Fox: That’s not a genre I would have thought of when picking a love song, but it totally makes sense. I really appreciated that the lyrics are pretty simple, but the music is so intense, so it’s a weird contrast. 

Gadbois: There’s a physicality, I think, that ties together a lot of Animal Collective’s work. There’s a simplicity to what they’re talking about, but a lot of it gets fleshed out through what you’re hearing. It’s funny, you mention coming-of-age too because this song came out in 2009. So it did come out at that age when you start to discover music like that and it feels so fitting.  

Nora Lewis, Daily Arts Writer: So I chose “Do You Remember” by Jill Scott because when I think of love songs, I gravitate toward ’90s R&B. I like the narrative style of a lot of ’90s R&B and this song, in particular, is a reflection of a childhood love and how it’s grown over the years, which I think is really sweet. 

Beekman: Another great choice. To me, that felt like a sunny afternoon drive home on the school bus.  

Gadbois: It’s interesting you say it’s sunny, because I felt the exact opposite. I was thinking about a moonlit walk under street lights. I think ’90s R&B production has some of the most mysterious and alluring sounds. It’s insane because it immediately sucks you in and you have to sway your head. It’s so good.

Gannon: I feel like I lost time listening to that song because I was so hypnotized. It completely took over every one of my senses. I was suspended while I was listening to it and then when it ended it let me go. I was out of it for the whole time, in a good way. It was comforting and warm — I felt enveloped by the music.

Lewis: I feel like it’s a good mixture of what Katie and Drew said. I think it’s supposed to be a reflection on a childhood love, so Scott reflects on the past, which is the sunny, childhood part, and she sings about where they are now, like they are catching up on a nighttime stroll. 

Gadbois: Regardless, it’s definitely a warm feeling. I think you’re totally right and I don’t think of a nighttime stroll as anything other than warm as well. 

Beekman: To finish the party, I chose a country song: “Just to See You Smile” by Tim McGraw.

Gadbois: There’s an awesome rhythm to that that I really enjoyed.

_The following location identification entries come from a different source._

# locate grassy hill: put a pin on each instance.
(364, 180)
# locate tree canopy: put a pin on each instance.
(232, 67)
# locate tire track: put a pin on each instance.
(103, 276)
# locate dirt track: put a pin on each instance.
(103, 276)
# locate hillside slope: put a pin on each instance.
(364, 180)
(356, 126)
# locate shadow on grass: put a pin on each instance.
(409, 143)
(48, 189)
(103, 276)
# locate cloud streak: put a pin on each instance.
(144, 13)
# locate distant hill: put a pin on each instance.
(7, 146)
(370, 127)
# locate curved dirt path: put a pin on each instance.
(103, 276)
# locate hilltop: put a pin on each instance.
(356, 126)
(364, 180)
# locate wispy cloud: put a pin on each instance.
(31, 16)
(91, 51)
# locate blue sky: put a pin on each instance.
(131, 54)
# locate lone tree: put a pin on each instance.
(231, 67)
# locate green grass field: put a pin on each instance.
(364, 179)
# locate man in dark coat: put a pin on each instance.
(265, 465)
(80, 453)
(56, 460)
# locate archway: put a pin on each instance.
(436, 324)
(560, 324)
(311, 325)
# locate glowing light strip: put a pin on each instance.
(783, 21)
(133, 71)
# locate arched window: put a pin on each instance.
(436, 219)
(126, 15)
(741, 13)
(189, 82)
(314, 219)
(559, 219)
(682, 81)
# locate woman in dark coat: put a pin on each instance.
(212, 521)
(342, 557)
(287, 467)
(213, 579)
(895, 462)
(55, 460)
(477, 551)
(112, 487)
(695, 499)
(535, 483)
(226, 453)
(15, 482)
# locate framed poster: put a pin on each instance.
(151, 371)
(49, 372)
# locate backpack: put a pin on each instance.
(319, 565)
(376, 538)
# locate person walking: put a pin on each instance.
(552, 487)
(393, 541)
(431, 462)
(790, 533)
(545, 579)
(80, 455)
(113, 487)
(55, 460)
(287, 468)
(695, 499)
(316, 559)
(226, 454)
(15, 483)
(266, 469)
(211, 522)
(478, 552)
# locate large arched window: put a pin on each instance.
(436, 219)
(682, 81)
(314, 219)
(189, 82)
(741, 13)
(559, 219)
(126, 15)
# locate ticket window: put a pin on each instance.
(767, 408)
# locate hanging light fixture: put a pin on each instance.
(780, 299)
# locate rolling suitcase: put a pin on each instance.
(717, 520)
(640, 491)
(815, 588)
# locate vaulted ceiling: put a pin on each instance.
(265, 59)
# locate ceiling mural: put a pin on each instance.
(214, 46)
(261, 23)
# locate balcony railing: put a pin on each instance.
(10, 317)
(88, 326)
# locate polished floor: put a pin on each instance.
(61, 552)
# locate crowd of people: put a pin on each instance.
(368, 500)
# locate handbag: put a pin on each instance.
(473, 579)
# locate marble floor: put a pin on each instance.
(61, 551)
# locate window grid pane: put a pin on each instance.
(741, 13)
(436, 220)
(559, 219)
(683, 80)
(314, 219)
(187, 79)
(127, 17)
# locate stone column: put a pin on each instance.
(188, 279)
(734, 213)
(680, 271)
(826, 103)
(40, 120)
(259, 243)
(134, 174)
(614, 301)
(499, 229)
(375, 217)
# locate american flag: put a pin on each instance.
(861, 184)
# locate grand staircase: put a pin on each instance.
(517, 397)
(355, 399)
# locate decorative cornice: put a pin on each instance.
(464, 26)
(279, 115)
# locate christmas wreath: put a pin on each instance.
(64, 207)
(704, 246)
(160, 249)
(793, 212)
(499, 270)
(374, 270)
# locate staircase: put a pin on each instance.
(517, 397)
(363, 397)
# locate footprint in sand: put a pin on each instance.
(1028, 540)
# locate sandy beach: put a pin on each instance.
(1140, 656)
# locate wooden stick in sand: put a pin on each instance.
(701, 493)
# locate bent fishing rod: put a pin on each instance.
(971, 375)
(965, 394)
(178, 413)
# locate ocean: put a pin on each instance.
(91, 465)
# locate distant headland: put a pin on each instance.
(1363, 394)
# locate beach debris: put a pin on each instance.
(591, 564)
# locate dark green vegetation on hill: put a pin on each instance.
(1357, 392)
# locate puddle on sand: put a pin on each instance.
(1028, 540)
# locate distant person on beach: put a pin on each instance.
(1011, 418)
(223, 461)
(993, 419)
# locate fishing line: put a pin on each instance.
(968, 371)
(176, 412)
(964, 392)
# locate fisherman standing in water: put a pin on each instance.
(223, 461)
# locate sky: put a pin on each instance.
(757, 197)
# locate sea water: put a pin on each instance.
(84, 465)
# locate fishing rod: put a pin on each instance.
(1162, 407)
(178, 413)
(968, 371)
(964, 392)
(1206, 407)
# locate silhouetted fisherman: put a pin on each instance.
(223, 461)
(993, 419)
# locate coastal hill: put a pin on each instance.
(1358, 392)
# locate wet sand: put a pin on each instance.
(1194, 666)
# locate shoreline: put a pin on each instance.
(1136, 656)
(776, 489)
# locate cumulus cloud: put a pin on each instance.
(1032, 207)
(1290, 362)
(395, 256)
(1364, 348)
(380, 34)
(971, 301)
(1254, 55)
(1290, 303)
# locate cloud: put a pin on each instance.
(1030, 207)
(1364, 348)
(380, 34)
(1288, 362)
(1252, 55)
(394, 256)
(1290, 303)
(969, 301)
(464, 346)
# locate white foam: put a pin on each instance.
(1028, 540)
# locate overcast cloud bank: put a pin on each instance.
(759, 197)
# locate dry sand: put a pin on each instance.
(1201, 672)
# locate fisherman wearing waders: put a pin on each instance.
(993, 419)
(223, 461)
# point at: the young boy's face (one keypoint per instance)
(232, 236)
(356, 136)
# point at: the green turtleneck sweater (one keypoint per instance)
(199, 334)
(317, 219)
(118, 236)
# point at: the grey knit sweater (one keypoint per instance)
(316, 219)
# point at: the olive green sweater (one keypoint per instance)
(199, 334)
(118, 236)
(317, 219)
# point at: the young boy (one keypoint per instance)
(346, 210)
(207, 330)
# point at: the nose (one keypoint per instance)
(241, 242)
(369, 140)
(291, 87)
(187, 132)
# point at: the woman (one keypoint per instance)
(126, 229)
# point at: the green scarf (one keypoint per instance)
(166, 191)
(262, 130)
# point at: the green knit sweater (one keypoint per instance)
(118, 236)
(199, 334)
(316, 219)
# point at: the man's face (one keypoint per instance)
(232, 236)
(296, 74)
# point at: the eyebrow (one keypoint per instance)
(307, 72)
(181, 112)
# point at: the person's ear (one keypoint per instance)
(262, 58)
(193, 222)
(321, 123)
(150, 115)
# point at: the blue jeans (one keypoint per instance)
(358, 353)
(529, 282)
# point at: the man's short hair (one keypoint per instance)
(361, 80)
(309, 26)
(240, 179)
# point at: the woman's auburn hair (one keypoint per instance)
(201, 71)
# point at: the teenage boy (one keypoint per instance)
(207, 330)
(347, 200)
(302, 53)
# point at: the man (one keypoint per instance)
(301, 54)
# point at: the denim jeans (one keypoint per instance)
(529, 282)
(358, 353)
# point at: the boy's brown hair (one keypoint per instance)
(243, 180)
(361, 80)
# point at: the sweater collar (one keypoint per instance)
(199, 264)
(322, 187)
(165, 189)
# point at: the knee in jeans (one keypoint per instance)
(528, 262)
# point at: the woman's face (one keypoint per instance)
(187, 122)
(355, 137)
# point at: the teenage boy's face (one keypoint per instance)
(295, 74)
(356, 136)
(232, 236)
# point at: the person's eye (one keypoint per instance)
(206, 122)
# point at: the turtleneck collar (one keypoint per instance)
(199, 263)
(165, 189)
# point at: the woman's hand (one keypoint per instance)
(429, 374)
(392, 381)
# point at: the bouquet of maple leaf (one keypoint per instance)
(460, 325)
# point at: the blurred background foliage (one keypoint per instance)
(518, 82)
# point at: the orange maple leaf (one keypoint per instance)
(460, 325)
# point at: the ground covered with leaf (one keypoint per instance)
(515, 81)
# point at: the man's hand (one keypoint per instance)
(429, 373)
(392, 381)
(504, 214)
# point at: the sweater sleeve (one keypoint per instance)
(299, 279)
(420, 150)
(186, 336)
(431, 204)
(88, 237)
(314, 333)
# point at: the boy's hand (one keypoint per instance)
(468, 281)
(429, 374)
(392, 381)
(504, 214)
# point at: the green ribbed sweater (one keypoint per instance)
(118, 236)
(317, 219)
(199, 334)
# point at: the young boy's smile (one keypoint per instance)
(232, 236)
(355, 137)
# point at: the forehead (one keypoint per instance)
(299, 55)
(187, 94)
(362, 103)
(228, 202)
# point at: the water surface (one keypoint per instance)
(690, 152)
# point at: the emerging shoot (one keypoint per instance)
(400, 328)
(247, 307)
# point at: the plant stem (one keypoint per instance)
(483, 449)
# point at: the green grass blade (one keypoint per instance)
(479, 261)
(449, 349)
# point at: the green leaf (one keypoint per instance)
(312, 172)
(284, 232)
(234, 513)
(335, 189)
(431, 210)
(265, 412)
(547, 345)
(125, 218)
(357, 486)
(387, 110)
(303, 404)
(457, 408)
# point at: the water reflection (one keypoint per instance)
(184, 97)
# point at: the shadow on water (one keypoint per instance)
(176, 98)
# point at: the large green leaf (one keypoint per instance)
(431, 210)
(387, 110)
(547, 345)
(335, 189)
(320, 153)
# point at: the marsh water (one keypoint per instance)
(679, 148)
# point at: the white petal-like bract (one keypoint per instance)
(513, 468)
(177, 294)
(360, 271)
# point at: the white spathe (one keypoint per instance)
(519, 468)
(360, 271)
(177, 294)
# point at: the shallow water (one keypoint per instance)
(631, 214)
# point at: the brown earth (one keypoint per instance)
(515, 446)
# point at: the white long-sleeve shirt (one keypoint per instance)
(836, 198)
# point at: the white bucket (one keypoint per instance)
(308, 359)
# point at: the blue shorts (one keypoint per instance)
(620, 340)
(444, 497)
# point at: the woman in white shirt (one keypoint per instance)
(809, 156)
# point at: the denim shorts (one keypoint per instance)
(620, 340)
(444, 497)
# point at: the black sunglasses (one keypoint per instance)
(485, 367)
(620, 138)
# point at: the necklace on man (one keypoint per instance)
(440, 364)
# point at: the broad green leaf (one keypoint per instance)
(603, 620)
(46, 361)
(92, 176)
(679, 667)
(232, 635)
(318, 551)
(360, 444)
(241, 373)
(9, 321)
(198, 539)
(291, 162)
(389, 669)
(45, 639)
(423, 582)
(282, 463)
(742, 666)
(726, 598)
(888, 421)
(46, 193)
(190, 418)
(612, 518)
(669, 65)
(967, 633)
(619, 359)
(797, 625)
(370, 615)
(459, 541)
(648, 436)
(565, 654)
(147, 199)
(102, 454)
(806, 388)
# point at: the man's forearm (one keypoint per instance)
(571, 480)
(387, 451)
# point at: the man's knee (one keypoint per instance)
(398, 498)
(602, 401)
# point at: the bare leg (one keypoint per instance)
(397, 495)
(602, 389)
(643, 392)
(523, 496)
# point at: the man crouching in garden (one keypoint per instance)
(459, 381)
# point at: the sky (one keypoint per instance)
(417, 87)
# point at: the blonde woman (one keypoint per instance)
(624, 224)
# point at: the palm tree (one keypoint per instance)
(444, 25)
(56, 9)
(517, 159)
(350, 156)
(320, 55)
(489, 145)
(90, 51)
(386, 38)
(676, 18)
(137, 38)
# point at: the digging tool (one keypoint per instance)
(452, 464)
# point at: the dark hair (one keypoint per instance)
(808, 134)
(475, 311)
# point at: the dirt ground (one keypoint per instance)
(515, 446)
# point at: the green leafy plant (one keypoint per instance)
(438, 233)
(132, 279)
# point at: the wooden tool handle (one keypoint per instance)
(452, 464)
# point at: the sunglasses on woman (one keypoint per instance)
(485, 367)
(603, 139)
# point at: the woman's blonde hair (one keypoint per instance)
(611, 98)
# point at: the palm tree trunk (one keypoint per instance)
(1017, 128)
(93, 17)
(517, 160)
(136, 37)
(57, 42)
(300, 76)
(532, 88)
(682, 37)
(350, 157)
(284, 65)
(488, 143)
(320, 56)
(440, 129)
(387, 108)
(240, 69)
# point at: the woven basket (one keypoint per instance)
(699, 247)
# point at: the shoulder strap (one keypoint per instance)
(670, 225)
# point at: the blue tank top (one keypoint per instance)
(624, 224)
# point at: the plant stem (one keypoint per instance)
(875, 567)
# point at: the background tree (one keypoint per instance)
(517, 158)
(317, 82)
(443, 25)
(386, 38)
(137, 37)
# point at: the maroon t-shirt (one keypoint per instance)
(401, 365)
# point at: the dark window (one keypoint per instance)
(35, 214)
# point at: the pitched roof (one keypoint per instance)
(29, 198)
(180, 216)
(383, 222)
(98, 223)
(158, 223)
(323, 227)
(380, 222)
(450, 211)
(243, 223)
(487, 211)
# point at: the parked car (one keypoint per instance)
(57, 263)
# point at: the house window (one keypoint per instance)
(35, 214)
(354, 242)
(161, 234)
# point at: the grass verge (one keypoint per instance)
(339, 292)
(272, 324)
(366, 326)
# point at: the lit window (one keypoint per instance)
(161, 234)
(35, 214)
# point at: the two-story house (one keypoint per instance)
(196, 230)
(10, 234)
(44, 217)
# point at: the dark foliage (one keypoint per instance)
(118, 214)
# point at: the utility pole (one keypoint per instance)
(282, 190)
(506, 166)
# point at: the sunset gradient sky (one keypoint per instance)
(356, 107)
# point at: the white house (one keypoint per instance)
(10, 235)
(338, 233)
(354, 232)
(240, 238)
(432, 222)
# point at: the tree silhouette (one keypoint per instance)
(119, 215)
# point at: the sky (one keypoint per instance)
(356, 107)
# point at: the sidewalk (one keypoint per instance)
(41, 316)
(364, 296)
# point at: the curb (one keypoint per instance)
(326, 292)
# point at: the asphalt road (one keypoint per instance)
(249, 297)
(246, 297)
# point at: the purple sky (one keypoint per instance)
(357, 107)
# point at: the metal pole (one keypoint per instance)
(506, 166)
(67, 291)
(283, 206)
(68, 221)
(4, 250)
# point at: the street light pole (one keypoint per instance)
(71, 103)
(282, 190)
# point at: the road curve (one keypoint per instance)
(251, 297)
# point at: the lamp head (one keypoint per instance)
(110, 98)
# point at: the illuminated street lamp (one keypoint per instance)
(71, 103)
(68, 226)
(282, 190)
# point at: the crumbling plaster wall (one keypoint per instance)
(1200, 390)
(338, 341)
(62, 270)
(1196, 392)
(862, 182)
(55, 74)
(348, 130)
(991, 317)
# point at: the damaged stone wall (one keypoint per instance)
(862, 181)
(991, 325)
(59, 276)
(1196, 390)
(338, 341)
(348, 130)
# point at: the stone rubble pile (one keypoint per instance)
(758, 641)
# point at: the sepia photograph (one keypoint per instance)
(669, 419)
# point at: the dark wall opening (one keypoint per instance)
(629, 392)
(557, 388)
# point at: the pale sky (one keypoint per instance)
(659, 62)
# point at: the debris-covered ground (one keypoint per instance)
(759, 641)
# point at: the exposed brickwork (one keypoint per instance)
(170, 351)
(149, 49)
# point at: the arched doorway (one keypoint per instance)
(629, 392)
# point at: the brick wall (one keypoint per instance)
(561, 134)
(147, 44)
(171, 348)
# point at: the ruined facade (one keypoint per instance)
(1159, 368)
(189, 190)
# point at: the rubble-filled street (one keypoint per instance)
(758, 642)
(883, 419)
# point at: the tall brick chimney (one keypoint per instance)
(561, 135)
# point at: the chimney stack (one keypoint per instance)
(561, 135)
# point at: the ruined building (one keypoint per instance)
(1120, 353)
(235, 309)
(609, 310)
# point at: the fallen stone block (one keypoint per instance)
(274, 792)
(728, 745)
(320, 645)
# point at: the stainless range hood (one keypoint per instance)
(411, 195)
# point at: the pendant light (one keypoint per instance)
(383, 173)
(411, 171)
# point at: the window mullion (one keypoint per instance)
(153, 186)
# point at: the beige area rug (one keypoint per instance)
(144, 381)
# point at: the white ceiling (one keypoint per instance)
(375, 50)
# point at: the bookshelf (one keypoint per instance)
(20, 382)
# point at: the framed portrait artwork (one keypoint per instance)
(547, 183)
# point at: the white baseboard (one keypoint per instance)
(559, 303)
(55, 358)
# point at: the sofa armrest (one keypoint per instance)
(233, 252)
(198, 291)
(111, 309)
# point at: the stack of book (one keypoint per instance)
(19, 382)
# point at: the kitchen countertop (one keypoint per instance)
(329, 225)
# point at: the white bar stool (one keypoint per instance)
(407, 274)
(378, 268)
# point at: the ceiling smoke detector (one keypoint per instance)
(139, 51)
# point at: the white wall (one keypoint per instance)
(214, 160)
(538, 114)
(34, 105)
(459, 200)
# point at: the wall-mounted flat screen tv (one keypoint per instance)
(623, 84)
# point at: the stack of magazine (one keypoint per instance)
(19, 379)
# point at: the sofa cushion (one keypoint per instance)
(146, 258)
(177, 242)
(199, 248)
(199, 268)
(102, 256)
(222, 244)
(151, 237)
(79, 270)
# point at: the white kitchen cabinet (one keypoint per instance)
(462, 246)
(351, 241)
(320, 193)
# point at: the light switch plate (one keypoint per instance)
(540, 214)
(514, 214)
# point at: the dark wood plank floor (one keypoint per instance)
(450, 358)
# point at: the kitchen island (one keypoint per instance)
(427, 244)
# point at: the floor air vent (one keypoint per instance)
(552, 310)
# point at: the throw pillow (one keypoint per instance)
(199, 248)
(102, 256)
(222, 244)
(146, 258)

Gannon: I thoroughly enjoyed that. There’s something about country music and the instrumentation of the fiddle and banjo and the vulnerable vocals that make it feel very “every man.” It feels more relatable than the average song just because it feels so pared down musically. It feels as if someone is just sitting there on their porch, singing about seeing you smile. I thought it was a really great romantic song, probably one of the most vulnerable and emotionally accessible of the songs we listened to. Mine was very old-fashioned and Drew’s song evoked an intense emotional nostalgia. But I feel like the Tim McGraw song is one that anyone of any musical taste could relate to.  

Lewis: I’m not really like a country fan generally, but I feel like the word to describe the song is jovial. It’s very upbeat and fun and it works well as a love song. Like Madeleine said, anyone can kind of relate to it, which is nice.  

Beekman: Does anyone have anything to say about our choices overall? 

Gadbois: I think they reflect the music beat entirely.  

Gannon: I think the songs make a lot of sense. Love is different for everyone, it’s not just one thing. There’s a lot of different ways to love and a lot of different kinds of love so I think it makes sense that none of our songs are very similar.

Beekman: Well, thanks for coming to the party, y’all. I hope you had a good time.